There are few points which need to be taken care of. They are –

  • The money which the government is printing and distributing is just fiat money i.e. it is not backed by any commodity. Just because government says that it is money people believe and accept this as money. One more reason people accept this fiat money is that they know others will accept it (Example – ‘A’ use this money because he knows that ‘B’ will accept it and ‘B’ accept it because he know ‘C’ will accept it).  Government too create demand of fiat money by accepting taxes in home currency. The problem also lies in taxes. In India, if government reduce tax evasion then this will ensure in more demand of rupee.
  • Another point is that if government will infuse money into economy to create demand then it will lead to inflation. Because more money will be chasing the same quantum of goods. But according to survey done by RBI on capacity utilization it was found that one-third capacity is lying unused. So manufacturing companies can increase production without affecting prices (inflation).
  • Now here comes an interesting point. RBI prints money and buy government bonds. Government spends this money through which it reaches many people. These people spend this money further in buying goods/services. Through this the money reaches to corporates and they deposit it in bank accounts. Then the banks park the excess money with RBI at lower rate (if bank buy government bonds they earn 6% interest but parking with RBI in reverse repo window yields 3.75% return, according to latest rate). This also leads to lower tax collection from banks as they earn less.
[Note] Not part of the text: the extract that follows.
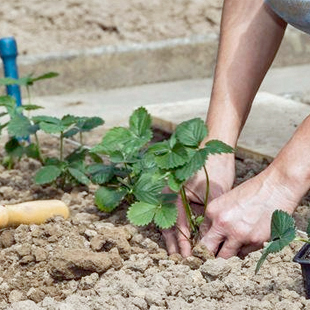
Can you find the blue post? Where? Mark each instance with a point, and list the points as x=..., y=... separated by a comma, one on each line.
x=8, y=54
  • Creating money and infusing it into economy can also lead to depreciation of economy. Foreign investors will take an exit which will lead to more demand for other currency and selling pressure on rupee will lead to a rise in exchange rates. Also, currencies of countries like United States, United Kingdom etc. have global demand. So they can print money without damaging exchange rates.

Hence there are challenges in taking this step. But at the end it’s the call of government to take decision on it.